La escuela normal de Ayotzinapa fue resquebrajada y pulverizada por algunos de sus propios integrantes, y apenas hasta pueden conocerse partes de esa historia. Les pasó lo mismo a los estudiantes de la UNAM que en 1998 fueron a la montaña de Guerrero para intentar unirse a la guerrilla del ERPI y terminaron masacrados por el ejército, que conocía hasta el mínimo detalle el movimiento de resistencia gestado en el Colegio de Ciencias y Humanidades de Atzcapotzalco y la huelga que mantenían estudiantes ahí, en contra del examen único, entre otras cosas. Una estudiante, Érika Alpízar junto con otra mujer, fueron infiltradas desde la Federación y consiguieron no sólo desactivar el movimiento del CCH, sino también la guerrilla del ERPI.

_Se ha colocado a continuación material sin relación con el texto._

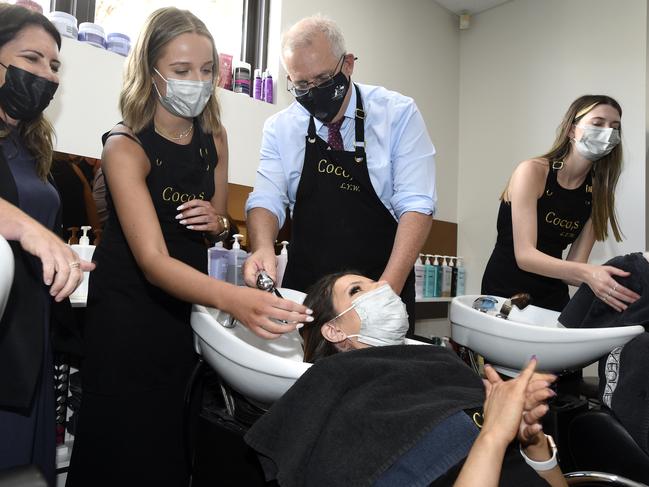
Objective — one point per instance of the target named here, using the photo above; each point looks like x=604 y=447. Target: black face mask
x=25 y=95
x=324 y=103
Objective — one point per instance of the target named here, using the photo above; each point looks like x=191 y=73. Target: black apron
x=339 y=223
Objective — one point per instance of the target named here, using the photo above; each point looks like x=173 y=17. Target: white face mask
x=384 y=320
x=596 y=142
x=185 y=98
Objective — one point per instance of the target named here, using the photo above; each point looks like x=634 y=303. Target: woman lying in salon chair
x=398 y=415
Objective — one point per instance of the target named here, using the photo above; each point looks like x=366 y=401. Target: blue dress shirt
x=400 y=154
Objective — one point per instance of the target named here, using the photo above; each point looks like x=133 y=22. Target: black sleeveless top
x=137 y=336
x=561 y=215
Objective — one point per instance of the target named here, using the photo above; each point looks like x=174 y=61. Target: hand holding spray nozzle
x=266 y=283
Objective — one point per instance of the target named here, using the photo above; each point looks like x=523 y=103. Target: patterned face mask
x=185 y=98
x=384 y=319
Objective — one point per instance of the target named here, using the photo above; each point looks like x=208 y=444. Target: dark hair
x=320 y=299
x=36 y=134
x=14 y=18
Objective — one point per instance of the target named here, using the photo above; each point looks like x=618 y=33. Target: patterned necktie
x=334 y=139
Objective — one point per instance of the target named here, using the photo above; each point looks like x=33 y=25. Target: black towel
x=351 y=415
x=585 y=310
x=624 y=387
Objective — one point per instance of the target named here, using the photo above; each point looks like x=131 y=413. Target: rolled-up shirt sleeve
x=413 y=166
x=271 y=185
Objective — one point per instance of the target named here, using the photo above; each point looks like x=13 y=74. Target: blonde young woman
x=166 y=173
x=563 y=198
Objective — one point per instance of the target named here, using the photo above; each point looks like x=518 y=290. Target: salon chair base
x=23 y=476
x=220 y=456
x=599 y=442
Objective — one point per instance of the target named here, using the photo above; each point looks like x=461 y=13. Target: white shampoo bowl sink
x=6 y=272
x=262 y=370
x=533 y=331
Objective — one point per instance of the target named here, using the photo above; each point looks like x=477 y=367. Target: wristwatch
x=226 y=228
x=544 y=465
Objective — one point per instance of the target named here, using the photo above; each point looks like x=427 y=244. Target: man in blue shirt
x=353 y=162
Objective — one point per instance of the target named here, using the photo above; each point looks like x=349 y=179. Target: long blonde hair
x=36 y=134
x=137 y=101
x=605 y=171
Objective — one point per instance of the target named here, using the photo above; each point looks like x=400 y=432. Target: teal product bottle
x=428 y=271
x=420 y=277
x=460 y=288
x=447 y=277
x=437 y=278
x=217 y=261
x=453 y=267
x=236 y=258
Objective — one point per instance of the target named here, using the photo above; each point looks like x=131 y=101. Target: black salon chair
x=599 y=442
x=597 y=479
x=24 y=476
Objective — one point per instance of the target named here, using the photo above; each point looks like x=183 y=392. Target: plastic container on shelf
x=118 y=43
x=92 y=34
x=65 y=23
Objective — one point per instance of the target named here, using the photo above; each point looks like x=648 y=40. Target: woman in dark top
x=166 y=176
x=352 y=404
x=44 y=266
x=565 y=197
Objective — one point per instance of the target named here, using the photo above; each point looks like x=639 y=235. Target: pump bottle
x=453 y=276
x=217 y=261
x=447 y=277
x=429 y=277
x=420 y=277
x=282 y=262
x=437 y=290
x=85 y=251
x=236 y=257
x=460 y=288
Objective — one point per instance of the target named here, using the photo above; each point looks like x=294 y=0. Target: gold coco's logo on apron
x=552 y=218
x=169 y=194
x=326 y=167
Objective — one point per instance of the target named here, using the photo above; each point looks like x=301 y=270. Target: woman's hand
x=62 y=268
x=600 y=279
x=200 y=216
x=505 y=403
x=257 y=309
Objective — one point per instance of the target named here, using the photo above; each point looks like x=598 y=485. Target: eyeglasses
x=302 y=87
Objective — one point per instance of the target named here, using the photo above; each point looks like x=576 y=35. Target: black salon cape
x=585 y=310
x=351 y=415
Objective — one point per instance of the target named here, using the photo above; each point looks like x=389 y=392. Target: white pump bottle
x=85 y=251
x=236 y=257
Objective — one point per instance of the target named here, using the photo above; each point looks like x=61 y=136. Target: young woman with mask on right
x=565 y=197
x=166 y=176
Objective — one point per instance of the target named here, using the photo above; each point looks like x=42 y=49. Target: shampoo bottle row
x=227 y=265
x=439 y=276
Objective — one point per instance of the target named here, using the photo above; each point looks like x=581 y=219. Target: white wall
x=521 y=65
x=85 y=105
x=388 y=37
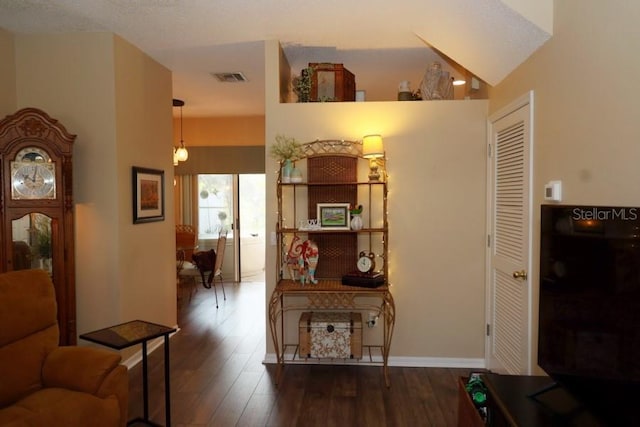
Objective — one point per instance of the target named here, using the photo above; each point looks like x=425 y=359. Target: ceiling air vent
x=230 y=77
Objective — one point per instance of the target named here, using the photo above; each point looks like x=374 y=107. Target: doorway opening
x=234 y=203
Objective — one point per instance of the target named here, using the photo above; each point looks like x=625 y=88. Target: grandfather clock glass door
x=37 y=230
x=31 y=241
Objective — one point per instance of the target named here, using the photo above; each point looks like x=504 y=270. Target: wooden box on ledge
x=332 y=82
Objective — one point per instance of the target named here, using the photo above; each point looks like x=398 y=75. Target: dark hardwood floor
x=218 y=378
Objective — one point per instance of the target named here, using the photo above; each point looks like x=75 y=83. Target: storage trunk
x=326 y=334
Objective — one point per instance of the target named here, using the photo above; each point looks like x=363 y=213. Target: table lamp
x=373 y=150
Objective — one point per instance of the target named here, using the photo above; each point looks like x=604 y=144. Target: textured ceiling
x=381 y=44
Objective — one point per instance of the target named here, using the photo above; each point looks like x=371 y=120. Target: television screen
x=589 y=312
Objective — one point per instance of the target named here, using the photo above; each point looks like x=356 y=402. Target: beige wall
x=115 y=99
x=586 y=110
x=436 y=163
x=219 y=131
x=7 y=74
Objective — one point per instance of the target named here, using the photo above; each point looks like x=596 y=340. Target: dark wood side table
x=510 y=403
x=138 y=332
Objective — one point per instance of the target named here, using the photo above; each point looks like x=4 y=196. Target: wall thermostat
x=553 y=191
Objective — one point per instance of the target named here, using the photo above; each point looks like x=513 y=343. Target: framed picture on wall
x=333 y=216
x=148 y=195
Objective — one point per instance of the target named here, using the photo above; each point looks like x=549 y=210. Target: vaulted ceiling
x=381 y=42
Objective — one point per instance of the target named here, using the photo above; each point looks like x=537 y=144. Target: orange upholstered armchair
x=42 y=384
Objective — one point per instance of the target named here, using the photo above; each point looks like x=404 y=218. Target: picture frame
x=148 y=194
x=333 y=216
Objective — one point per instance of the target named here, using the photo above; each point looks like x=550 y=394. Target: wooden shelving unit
x=335 y=172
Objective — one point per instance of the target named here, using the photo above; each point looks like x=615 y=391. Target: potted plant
x=302 y=84
x=286 y=150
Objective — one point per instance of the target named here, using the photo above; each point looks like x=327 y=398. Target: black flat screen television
x=589 y=312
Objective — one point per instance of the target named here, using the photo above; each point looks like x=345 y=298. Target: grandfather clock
x=36 y=214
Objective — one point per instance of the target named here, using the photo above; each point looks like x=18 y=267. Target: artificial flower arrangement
x=302 y=84
x=286 y=148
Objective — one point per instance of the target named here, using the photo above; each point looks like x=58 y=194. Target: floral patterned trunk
x=335 y=335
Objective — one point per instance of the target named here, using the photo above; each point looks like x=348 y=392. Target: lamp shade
x=372 y=146
x=182 y=154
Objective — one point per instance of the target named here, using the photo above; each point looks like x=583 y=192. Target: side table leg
x=275 y=311
x=167 y=382
x=145 y=382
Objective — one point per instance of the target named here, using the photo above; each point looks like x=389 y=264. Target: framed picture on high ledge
x=333 y=216
x=148 y=194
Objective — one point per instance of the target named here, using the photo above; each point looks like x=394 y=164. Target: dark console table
x=510 y=403
x=132 y=333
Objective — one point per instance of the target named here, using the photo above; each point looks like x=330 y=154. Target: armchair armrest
x=90 y=370
x=78 y=368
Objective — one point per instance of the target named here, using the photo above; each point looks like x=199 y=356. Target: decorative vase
x=286 y=170
x=356 y=222
x=296 y=175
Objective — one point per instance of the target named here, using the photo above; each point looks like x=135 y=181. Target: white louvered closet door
x=509 y=304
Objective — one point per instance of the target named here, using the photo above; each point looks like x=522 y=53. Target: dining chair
x=186 y=245
x=211 y=262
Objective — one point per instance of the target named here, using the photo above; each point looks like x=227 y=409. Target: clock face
x=365 y=262
x=33 y=180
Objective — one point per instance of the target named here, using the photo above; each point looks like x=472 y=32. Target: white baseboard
x=407 y=362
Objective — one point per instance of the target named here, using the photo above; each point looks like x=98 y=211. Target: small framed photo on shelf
x=148 y=195
x=333 y=216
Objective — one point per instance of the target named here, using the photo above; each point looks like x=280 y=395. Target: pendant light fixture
x=180 y=154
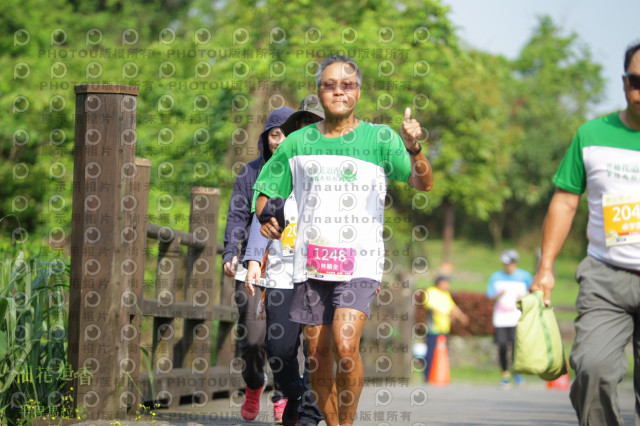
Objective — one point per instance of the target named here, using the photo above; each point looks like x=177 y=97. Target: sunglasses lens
x=634 y=81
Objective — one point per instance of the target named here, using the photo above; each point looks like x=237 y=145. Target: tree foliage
x=210 y=72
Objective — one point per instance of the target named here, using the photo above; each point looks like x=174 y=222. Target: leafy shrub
x=33 y=336
x=479 y=309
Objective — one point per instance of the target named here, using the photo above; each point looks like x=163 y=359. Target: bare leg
x=347 y=330
x=323 y=384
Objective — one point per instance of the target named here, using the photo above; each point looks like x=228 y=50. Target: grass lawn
x=475 y=262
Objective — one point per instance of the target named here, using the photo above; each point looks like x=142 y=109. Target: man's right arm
x=555 y=230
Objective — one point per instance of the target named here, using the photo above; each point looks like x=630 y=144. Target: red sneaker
x=251 y=402
x=278 y=410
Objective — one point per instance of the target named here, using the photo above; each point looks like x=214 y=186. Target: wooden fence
x=110 y=233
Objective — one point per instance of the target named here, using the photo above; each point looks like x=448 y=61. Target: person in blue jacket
x=251 y=329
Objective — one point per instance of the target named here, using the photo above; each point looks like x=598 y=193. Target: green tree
x=556 y=83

Un documento que hasta 2017 era de carácter confidencial y que además su contenido se mantiene bajo reserva, señalaba ese año que los normalistas de Ayotzinapa, junto con luchadores sociales, eran considerados agentes subversivos.

El precio de la infiltración en Ayotzinapa ha sido uno de los más elevados: 43 desaparecidos, tres estudiantes masacrados hasta la muerte y tres civiles asesinados durante los hechos. Esto, sin contar las consecuencias de la travesía de Iguala, el 26 de septiembre de 2014, los muertos y detenidos relacionados. De los responsables, a seis años no se sabe nada.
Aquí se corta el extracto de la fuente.